Part 2: Basic CUDA

There’s a good first CUDA tutorial here: https://developer.nvidia.com/blog/even-easier-introduction-cuda/. Then there are the docs here: https://docs.nvidia.com/cuda/cuda-c-programming-guide/#.
The docs describe three levels of the thread hierarchy — thread blocks, thread block clusters, and grids. We will use only one thread block, because it seems easiest — in particular, sharing memory outside thread blocks seems difficult. This will limit the level of parallelism we’ll be able to achieve; a future version could try to use multiple thread blocks.

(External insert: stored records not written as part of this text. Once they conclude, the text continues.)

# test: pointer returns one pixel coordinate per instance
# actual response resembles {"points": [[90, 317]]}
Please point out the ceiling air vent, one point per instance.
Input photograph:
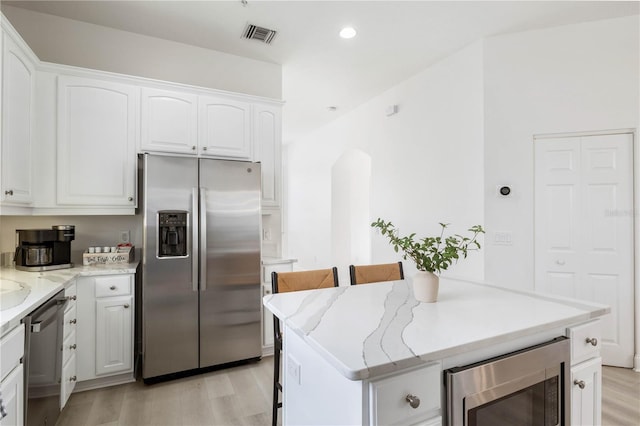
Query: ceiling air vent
{"points": [[254, 32]]}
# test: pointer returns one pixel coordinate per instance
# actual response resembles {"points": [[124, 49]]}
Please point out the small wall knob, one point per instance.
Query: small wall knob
{"points": [[413, 401]]}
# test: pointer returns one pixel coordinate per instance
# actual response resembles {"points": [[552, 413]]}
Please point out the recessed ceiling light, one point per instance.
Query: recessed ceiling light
{"points": [[347, 32]]}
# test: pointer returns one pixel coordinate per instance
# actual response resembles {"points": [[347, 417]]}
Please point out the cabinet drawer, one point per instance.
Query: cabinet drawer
{"points": [[113, 286], [585, 341], [70, 321], [389, 404], [11, 350]]}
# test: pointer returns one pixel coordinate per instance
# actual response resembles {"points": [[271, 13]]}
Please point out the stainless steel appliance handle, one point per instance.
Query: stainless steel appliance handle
{"points": [[203, 238], [195, 248]]}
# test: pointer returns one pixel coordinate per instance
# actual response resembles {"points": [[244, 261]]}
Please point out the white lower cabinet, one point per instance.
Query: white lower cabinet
{"points": [[114, 334], [586, 374], [407, 398], [586, 393], [69, 345], [105, 326], [12, 376]]}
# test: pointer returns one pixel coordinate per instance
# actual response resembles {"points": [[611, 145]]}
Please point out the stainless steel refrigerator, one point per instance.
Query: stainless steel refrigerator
{"points": [[200, 293]]}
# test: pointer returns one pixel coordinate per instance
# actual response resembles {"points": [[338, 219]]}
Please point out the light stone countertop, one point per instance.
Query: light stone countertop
{"points": [[37, 287], [373, 329]]}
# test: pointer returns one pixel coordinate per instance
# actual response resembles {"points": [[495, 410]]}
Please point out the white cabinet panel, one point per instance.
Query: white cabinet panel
{"points": [[586, 393], [114, 335], [18, 91], [224, 128], [267, 141], [169, 121], [96, 142]]}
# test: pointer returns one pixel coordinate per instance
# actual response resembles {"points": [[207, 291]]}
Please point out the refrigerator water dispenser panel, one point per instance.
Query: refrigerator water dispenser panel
{"points": [[172, 233]]}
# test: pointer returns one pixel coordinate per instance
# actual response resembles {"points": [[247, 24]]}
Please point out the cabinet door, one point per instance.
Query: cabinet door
{"points": [[96, 143], [114, 335], [586, 393], [169, 121], [18, 80], [267, 142], [13, 397], [224, 128], [68, 381]]}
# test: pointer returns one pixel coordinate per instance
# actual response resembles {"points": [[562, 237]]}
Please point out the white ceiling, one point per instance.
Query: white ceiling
{"points": [[396, 39]]}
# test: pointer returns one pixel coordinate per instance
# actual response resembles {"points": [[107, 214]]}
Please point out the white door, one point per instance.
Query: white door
{"points": [[584, 229]]}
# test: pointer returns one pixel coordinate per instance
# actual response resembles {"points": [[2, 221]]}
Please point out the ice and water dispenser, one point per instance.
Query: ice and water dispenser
{"points": [[172, 233]]}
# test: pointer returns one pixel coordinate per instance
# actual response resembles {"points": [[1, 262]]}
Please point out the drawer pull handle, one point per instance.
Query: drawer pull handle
{"points": [[413, 401], [592, 340]]}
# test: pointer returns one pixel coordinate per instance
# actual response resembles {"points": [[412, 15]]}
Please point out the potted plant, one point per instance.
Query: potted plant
{"points": [[432, 255]]}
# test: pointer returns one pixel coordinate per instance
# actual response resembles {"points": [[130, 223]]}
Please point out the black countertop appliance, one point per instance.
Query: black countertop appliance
{"points": [[44, 249]]}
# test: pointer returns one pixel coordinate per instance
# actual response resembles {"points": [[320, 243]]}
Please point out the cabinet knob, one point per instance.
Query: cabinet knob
{"points": [[592, 340], [413, 401]]}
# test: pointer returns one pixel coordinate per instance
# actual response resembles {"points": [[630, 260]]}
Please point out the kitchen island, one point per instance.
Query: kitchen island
{"points": [[349, 350]]}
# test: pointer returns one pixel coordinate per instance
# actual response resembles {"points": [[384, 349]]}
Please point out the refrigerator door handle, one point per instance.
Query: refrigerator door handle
{"points": [[195, 248], [203, 238]]}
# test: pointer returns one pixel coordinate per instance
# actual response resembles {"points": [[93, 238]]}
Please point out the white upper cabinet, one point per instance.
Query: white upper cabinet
{"points": [[169, 121], [18, 83], [268, 134], [224, 128], [96, 163]]}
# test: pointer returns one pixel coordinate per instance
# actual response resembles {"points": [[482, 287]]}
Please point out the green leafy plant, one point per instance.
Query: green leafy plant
{"points": [[433, 254]]}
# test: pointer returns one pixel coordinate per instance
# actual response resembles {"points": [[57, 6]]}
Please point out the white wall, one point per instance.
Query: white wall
{"points": [[70, 42], [566, 79], [426, 164]]}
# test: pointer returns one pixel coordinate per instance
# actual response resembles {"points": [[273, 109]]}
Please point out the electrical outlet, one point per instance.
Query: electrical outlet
{"points": [[125, 237]]}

The current simulation code ( World::step ) looks like this:
for(int i = 0; i < GRID_HEIGHT; i++) {
(*other_grid)[i][0] = 1.0;
for(int j = 1; j<GRID_WIDTH; j++) {
(*other_grid)[i][j] = (*current_grid)[i][j-1];
}
}
This can be easily converted to a CUDA kernel:
using PlainCGrid = double*;
__global__
void cuda_step(PlainCGrid in, PlainCGrid out) {
for(int i = 0; i < GRID_HEIGHT; i++) {
out[i*GRID_WIDTH] = 1.0;
for(int j = 1; j<GRID_WIDTH; j++) {
out[i*GRID_WIDTH + j] = in[i*GRID_WIDTH + j-1];
}
}
}
void World::step() {
cuda_step<<<1, 1>>>(
reinterpret_cast<double*>(current_grid->_data.data()),
reinterpret_cast<double*>(other_grid->_data.data())
);
std::swap(other_grid, current_grid);
}
Now we’ll have to compile it, ideally not manually but by integrating it into the CMake project. A CUDA/CMake tutorial can be found here: https://developer.nvidia.com/blog/building-cuda-applications-cmake/
This is where I notice it doesn’t work; I just get some garbled triangles. The error is not with the C-style rewrite, as removing the __global__ and the <<<1,1>>> works perfectly (see commit 1b6d3b9d). Probably I am doing something wrong with CUDA memory management.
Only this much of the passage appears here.